Abstract

Abstract Hepatocellular carcinoma (HCC) is a common and difficult‐to‐treat malignant tumor. Surgical interventions are feasible in only a small proportion of patients, and non‐surgical therapy has been frequently administered to patients with inoperable HCC. Various modalities of loco‐regional therapy have gained much interest during the past decade. Among them, transarterial chemoembolization (TACE), percutaneous injection of ethanol (PEI) or acetic acid (PAI), radiofrequency ablation (RFA) and microwave coagulation therapy (MCT) are effective treatment options. TACE can target multiple hypervascular tumors but has the potential risk of inducing hepatic or renal failure.
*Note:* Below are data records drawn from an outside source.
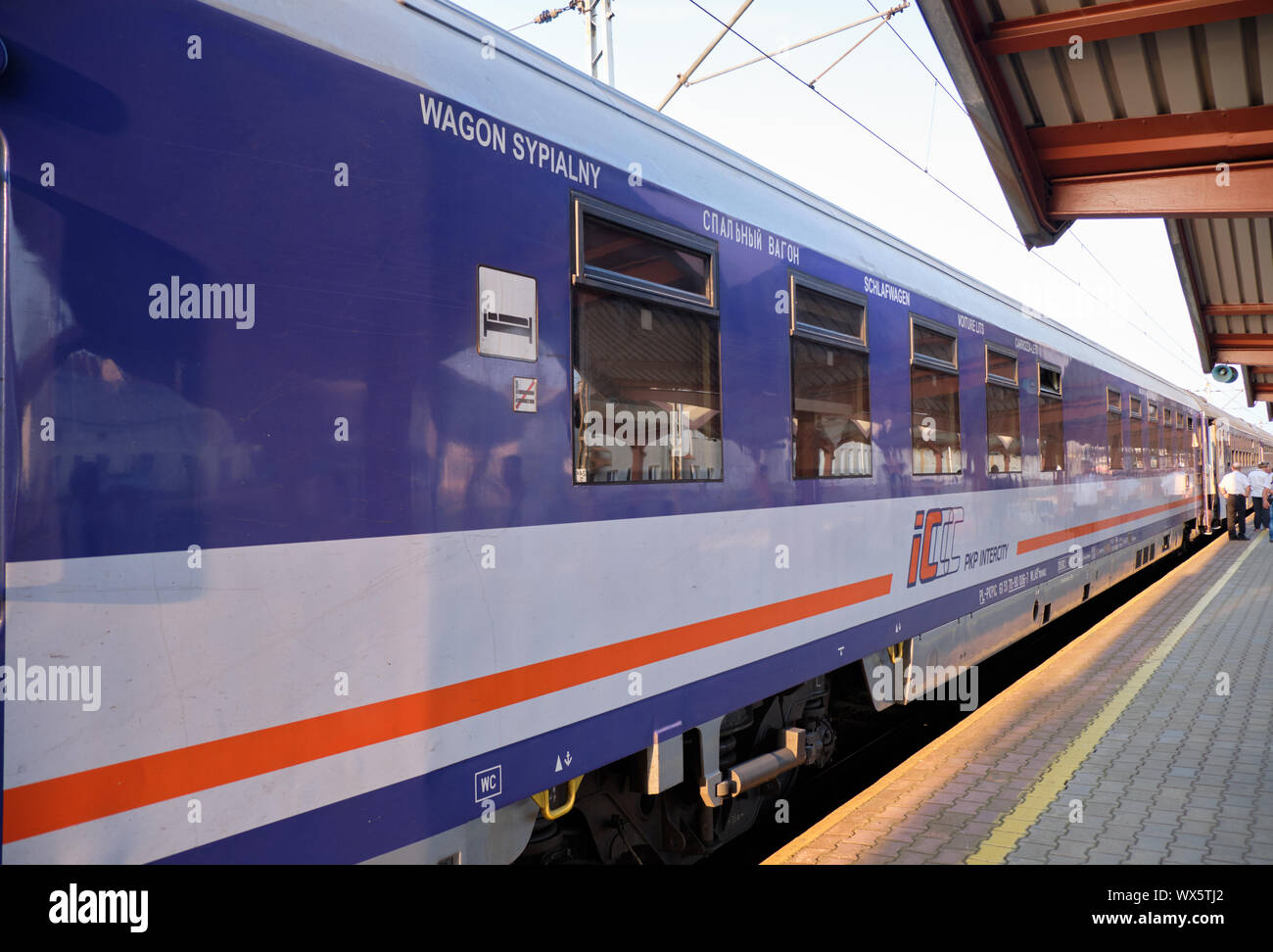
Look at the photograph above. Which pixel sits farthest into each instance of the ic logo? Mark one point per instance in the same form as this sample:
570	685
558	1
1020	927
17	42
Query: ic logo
930	547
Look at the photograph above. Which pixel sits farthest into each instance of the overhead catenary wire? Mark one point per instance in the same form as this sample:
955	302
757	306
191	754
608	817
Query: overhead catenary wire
547	16
797	46
908	160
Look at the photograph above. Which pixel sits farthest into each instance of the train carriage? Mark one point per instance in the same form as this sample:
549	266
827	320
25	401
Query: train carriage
421	452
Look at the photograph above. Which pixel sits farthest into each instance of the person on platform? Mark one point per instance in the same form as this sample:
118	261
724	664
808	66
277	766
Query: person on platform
1268	501
1236	488
1259	477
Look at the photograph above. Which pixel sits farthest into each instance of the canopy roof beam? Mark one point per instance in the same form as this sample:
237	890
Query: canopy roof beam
1110	21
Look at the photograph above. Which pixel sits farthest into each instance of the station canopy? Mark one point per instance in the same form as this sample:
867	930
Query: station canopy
1136	109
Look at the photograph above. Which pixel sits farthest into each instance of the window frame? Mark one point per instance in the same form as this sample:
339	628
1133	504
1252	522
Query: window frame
993	379
603	279
934	364
1049	395
598	279
1116	412
827	339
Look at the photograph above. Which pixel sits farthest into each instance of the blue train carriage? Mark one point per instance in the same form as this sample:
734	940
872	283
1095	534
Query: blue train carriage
418	452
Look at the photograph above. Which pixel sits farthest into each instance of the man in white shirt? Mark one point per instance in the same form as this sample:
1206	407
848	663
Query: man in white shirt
1259	477
1235	488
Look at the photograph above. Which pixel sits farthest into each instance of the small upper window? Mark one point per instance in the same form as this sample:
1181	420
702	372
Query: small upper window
1049	381
622	251
928	344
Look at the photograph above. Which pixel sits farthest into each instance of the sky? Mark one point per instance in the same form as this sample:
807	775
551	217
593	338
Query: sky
1112	281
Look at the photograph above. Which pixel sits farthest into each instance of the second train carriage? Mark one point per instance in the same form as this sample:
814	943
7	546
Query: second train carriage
438	452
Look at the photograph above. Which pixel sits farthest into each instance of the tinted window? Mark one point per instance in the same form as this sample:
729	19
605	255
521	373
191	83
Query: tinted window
934	404
625	252
830	386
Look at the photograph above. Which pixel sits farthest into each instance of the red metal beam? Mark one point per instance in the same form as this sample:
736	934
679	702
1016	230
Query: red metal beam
1154	141
1248	349
1108	21
1179	192
1238	309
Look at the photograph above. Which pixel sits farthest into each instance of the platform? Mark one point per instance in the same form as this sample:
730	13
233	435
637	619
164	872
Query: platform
1144	740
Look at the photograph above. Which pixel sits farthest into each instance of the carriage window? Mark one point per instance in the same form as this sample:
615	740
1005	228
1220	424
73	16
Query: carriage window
622	251
830	381
1137	433
934	400
1002	411
1151	429
1114	428
1052	433
645	351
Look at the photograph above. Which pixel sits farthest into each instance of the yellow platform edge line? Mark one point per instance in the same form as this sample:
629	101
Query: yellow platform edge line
1010	830
1197	563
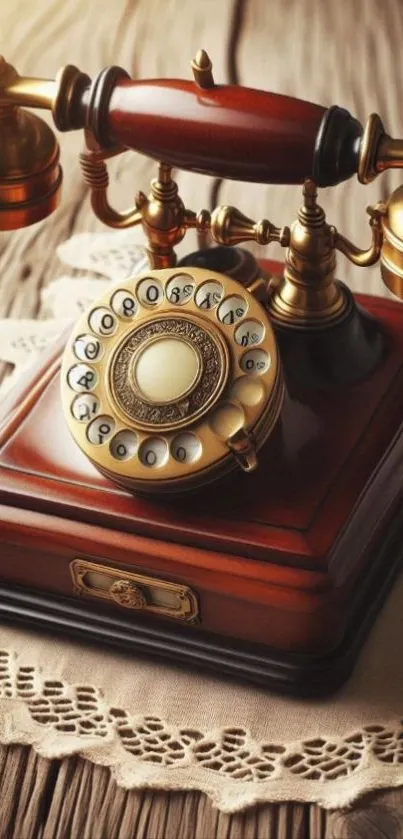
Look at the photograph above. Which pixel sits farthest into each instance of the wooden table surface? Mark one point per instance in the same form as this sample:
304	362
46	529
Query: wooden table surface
332	53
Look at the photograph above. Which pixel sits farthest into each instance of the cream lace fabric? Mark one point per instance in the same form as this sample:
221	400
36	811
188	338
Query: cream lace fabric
155	725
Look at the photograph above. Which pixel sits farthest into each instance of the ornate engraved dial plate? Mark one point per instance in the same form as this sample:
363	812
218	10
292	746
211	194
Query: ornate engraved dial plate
205	388
171	379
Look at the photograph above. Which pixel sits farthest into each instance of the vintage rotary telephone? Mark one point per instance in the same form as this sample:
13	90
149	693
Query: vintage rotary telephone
174	378
205	370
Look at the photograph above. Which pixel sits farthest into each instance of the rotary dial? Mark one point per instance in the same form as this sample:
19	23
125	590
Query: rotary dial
171	379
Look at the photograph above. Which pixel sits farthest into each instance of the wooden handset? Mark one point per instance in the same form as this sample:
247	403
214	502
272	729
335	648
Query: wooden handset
173	378
213	366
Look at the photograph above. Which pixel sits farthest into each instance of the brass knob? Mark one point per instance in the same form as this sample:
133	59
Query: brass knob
127	594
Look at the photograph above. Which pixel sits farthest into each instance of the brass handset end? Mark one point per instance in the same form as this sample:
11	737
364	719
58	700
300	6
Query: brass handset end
202	69
378	151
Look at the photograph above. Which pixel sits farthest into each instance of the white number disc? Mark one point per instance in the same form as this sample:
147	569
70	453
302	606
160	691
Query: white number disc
100	430
150	292
255	361
102	322
124	445
124	304
180	289
232	310
209	295
186	448
153	452
87	348
85	407
82	378
249	333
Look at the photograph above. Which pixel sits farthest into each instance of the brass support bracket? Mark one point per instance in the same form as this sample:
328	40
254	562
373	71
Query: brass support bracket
364	258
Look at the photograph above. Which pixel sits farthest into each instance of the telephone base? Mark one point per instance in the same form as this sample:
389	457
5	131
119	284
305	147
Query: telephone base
274	577
294	674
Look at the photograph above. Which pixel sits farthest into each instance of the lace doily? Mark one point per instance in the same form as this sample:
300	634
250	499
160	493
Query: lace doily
104	257
158	726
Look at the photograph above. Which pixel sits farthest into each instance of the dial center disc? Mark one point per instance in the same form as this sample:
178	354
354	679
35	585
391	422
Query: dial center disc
166	369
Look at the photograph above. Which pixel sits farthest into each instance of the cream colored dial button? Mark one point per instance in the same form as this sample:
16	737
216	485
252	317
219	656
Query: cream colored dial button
150	292
209	295
154	452
124	304
124	445
100	430
255	361
87	348
102	322
186	448
85	407
166	370
82	378
232	309
249	333
180	289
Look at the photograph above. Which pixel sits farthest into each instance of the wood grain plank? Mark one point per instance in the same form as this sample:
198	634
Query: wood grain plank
331	53
146	40
73	799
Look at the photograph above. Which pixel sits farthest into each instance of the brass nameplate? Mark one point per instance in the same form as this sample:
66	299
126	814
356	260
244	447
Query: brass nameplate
134	591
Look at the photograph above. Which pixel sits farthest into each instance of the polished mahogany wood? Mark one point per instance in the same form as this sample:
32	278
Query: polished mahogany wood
226	131
279	558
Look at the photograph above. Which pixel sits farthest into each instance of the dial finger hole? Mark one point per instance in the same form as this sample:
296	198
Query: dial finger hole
227	419
180	289
186	448
150	292
232	309
124	445
124	304
255	362
87	348
100	430
249	333
209	295
82	378
154	452
85	407
102	321
248	390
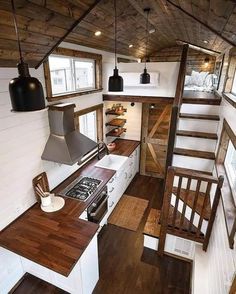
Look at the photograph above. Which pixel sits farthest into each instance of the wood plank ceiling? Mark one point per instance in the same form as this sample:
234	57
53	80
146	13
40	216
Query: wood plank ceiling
43	22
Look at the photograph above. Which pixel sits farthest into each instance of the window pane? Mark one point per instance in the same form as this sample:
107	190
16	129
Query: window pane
69	74
84	74
234	85
61	74
88	125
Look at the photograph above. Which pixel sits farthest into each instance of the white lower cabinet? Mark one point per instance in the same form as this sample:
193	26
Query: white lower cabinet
83	277
120	181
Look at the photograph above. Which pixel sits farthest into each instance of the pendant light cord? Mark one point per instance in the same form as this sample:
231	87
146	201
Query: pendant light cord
16	29
147	39
115	33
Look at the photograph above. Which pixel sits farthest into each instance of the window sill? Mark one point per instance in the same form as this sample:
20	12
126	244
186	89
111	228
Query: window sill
231	98
71	95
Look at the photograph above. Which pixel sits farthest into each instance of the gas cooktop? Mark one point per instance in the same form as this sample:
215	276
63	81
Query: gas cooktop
81	188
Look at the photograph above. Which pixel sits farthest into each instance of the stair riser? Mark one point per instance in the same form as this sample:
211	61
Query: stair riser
193	185
200	164
188	213
198	125
195	143
200	109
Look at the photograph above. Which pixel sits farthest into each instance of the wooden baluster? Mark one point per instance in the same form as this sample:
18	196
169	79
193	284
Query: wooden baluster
185	199
194	205
213	212
177	201
207	194
165	208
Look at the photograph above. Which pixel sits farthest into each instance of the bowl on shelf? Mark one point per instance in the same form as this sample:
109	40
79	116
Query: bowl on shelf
111	146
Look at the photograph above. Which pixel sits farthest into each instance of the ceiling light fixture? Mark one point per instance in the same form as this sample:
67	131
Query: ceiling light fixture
98	33
115	83
26	92
151	31
145	76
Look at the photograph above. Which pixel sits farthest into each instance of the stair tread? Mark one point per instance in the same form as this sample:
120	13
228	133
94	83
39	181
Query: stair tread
185	226
152	226
195	134
194	153
200	116
190	198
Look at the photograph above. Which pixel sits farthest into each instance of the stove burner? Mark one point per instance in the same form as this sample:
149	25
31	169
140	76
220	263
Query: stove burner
81	188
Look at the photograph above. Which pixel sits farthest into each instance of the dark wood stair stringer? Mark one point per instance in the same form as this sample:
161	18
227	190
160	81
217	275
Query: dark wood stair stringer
202	135
194	153
199	116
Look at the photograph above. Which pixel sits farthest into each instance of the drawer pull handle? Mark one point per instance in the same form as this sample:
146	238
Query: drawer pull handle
112	189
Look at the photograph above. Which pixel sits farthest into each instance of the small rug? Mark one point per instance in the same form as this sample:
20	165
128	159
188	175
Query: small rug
128	212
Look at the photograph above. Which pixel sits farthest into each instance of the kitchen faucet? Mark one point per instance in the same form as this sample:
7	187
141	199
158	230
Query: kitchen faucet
103	146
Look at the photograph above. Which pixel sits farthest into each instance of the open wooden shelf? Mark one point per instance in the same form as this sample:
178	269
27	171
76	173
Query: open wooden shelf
116	122
115	112
112	133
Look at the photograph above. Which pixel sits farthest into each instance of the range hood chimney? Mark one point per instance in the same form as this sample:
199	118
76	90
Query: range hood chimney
65	144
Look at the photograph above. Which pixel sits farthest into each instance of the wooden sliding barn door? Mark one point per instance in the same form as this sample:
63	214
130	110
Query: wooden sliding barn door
155	128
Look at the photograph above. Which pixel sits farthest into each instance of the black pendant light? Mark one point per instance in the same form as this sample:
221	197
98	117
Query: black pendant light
145	76
115	82
26	92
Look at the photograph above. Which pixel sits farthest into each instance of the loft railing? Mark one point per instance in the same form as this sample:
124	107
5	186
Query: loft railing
176	106
189	205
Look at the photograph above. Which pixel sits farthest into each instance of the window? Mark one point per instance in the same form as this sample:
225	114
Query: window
233	90
230	167
226	166
70	73
88	125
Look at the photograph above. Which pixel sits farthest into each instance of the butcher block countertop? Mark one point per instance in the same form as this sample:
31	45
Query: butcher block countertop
57	240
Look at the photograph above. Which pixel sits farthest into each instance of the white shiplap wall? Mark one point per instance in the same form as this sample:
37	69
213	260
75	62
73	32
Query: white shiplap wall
22	139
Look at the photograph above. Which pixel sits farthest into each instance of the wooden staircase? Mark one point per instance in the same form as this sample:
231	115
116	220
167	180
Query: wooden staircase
187	211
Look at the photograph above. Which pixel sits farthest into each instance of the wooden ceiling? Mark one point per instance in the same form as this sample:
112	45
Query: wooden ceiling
43	22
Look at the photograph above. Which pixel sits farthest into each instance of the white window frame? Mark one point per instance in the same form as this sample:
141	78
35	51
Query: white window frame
73	75
233	89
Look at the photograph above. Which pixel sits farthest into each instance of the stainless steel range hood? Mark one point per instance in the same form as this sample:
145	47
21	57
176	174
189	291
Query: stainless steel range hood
65	144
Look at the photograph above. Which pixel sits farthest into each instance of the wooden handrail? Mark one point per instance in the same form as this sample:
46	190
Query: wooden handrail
186	210
176	106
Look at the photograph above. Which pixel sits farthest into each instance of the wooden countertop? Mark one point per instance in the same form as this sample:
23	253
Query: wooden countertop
57	240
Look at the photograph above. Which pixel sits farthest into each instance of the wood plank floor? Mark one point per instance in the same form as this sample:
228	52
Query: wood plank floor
125	267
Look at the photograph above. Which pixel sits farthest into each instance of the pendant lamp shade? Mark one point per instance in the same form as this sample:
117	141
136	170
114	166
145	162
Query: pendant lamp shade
26	92
115	83
145	76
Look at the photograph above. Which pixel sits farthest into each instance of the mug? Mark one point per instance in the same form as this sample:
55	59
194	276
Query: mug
47	200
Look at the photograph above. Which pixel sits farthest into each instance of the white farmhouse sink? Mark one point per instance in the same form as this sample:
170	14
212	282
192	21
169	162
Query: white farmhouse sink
111	161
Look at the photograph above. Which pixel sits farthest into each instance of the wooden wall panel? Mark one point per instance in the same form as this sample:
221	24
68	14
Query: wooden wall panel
155	129
195	58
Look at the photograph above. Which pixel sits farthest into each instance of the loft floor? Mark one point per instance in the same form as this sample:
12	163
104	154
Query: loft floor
125	267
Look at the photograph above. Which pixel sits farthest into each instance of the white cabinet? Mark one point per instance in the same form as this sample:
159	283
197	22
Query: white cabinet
83	277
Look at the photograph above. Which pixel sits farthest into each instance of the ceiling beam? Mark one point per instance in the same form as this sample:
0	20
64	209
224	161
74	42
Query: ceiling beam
74	25
197	47
202	23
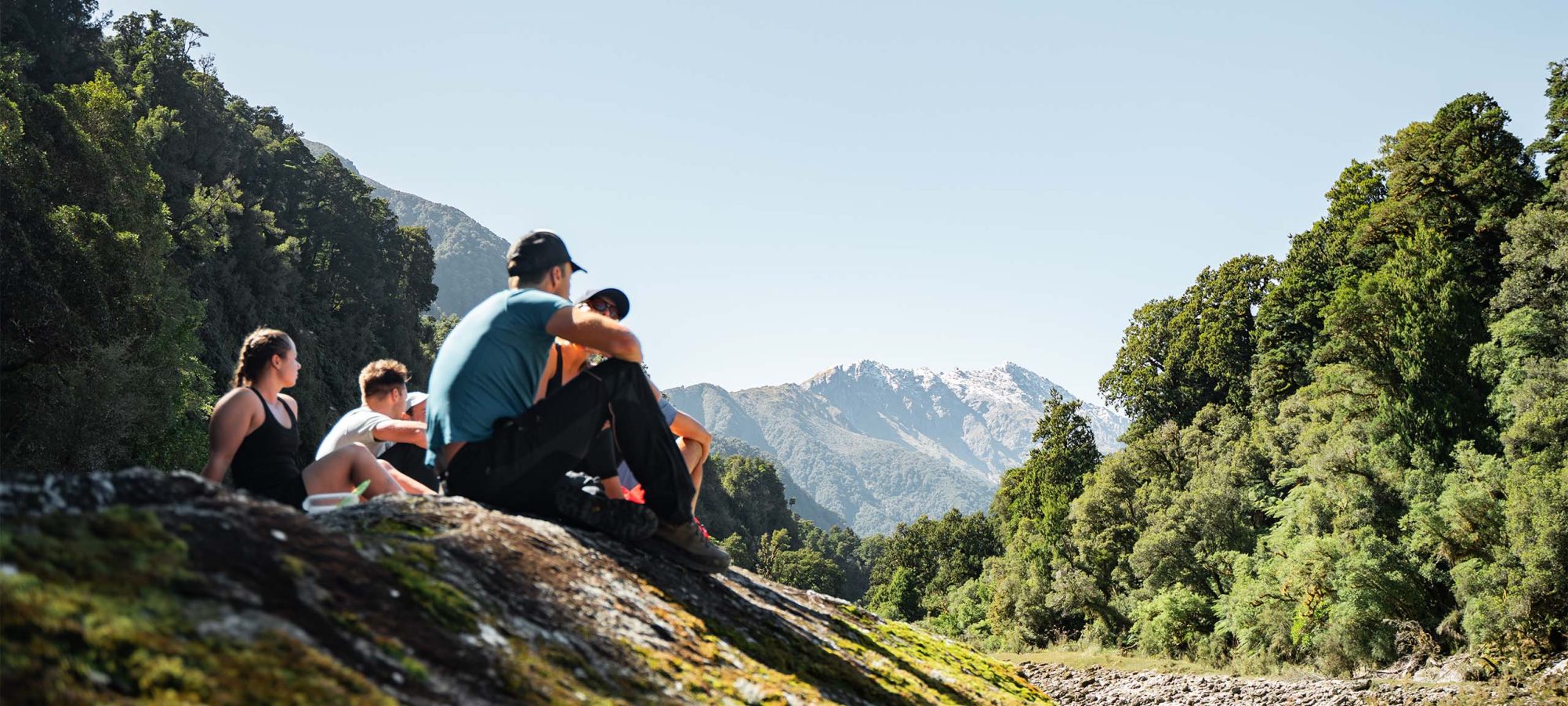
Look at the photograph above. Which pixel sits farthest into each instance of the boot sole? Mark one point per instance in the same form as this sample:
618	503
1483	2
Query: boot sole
626	521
PEI is a well‐established method for small (< 3 cm) HCC, and PAI has the advantage over PEI as being more effective with fewer treatment sessions. RFA has excellent tumor ablation ability, and has been extended to treat medium‐ or large‐sized HCC. However, the overall complication rate may be higher than previously assumed. MCT is similar to RFA in its clinical application and adverse effects. Although combination therapy often achieves a higher response rate, the side‐effects may also be additive. Other therapies, such as injection of hot saline or yttrium‐90 microspheres, interstitial laser photocoagulation and cryoablation are seldom used nowadays. Thalidomide may be useful in a minority of HCC patients, whereas radiotherapy, chemotherapy and tamoxifen are generally ineffective. In conclusion, although long‐term survival in patients with inoperable HCC is possible in selected patients, the overall prognosis remains unsatisfactory, especially in those with aggressive tumor behavior. Newer antitumor therapy with better treatment efficacy is urgently needed. Information of the design for a more comprehensive approach using the existing therapeutic options may help refine the treatment strategy.